- Country: India
- State: Tamil Nadu
- District: Namakkal

Languages
- • Official: Tamil
- Time zone: UTC+5:30 (IST)
- Postal code: 637203
- Vehicle registration: TN-28/TN-88
- Nearest city: Thiruchengode
- Lok Sabha constituency: Namakkal

= Sithampoondi =

Sittampoondi is a small village in Namakkal district, Tamil Nadu India. The nearest city is Tiruchengode. Sittampoondi is known for its green Sugarcane and Paddy fields. The village is fed by irrigation from the river Kaveri, 3 mi away. Sittampoondi is the group of eighteen villages (called Patties). Gounders are the dominant community people in this area and most of them are farmers.

==Platinum discovery==
The Government announced that platinum had been discovered in this area.

==Study on lunar soil==
Geologists from Periyar University, Salem; the National Institute of Technology, Tiruchi; the Indian Institute of Science, Bangalore, and the National Geophysical Research Institute, Hyderabad, "concurred" that rocks from Sittampoondi and Kunnamalai had similar properties to the soil on the Moon.

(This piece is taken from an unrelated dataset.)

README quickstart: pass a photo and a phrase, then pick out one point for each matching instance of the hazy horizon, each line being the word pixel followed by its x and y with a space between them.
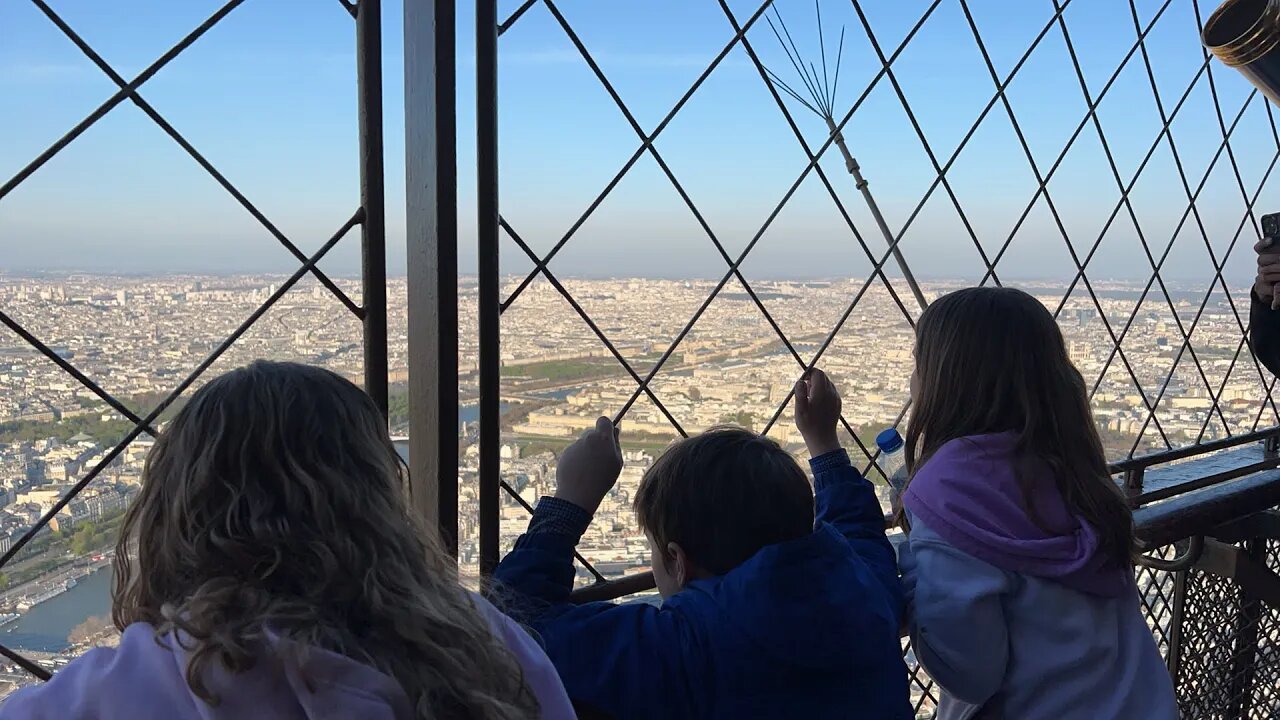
pixel 277 114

S. Anbazhagan, Professor and Head of the Department of Geology, Periyar University, said: "We had done spectral studies on the lunar soil and we discovered its equivalent at Sittampoondi in 2004 when I was working in the Indian Institute of Technology-Bombay. ISRO’s soil scientists coordinated with us in this project."

This soil with rocks is used by ISRO to test its rover of Chandrayaan-2 and Chandrayaan-3.